Glossypium hirsutum, native to the USA and the Caribbean this is a short staple upland cotton and represents nearly 90% of global production.

Gosypium Arboretum, which is native to India and Pakistan is a tree cotton

Gossypium Herbaceum, which along with Arboretum makes up approximately 2% of global production is native to Africa and the Arabian peninsula.

Gossium barbadense, alone this variety is used for 8% of the worlds cotton farming, this is an extra long staple native to tropical South America.

The top 10 growers of cotton are:

  1. India
  2. China
  3. USA
  4. Pakistan
  5. Brazil
  6. Australia
  7. Turkey
  8. Uzbekistan
  9. Mexico
  10. Burkina Faso

In today’s world, China is also the world’s biggest importer of cotton. This has not always been the case as in the 19th and early 20th centuries it was the UK. Even today, Liverpool in the UK is still the biggest cotton market and became well established due to its proximity to the Lancashire mills. Indeed, the Liverpool cotton market was the first market in the UK to trade in futures or derivatives contracts and had its own Clearing House to enable the payments to be made on contracts.

Still today the International Cotton Association is based here, ensuring that Liverpool is still central to the global market for cotton trading.

Over the years there are certain countries that have become synonymous with cotton, Egypt being probably the most prominent ‘brand’ of cotton growers. Whilst Egypt does indeed grow some of the best cotton, most notably Egyptian Giza 45, not all farms grow this variety.
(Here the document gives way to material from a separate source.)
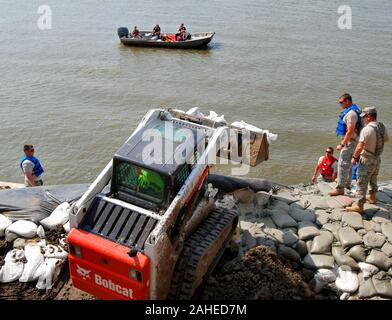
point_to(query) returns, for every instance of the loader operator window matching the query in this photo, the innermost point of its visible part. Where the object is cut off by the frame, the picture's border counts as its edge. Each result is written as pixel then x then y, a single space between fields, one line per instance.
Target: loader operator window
pixel 140 182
The world’s best cottons are:

Sea Island Cotton

The Caribbean Islands’ tropical climate is perfect to grow this extra long staple variety that has for been grown in Barbados for over 300 years. Whilst today Sea Island Cotton is the most coveted with fibres up to 60mm long allowing for super soft, super strong yarns to be spun to create fabrics with the highest of thread counts. Making up just 0.0004% of cotton production this is also probably the most expensive and desirable. Indeed, even Queen Victoria insisted on having her handkerchiefs made from its luxurious fibres!

Indian Suvin Cotton

Known as White Gold, this is a hybrid of Sea island cotton from St Vincent and Sujata which is indigenous to India, Suvin is grown in the Indian state of Tamil Nadu. With a limited growth of just a few thousand bales annually it is truly one of the great cottons. Suvin is a trademark of the Cotton Association of India.

Egyptian Giza 45

From the same variety as Sea Island cotton, Giza 45 is by far the most expensive Egyptian cotton. Harvested by hand, as a long staple cotton it is grown on larger bushes and often on difficult terrains.

American Pima

Named after the native Pima Indians who farmed in Arizona in the early 20th century this is the name for extra long staple American cotton. Supima, which is a trademark of the Supima Association is a premium cotton grown in the far south west and west America.

Short staple cotton is by far the most commonly farmed variety, grown on vast farms and harvested mechanically from smaller bushes than the premium cottons grow on.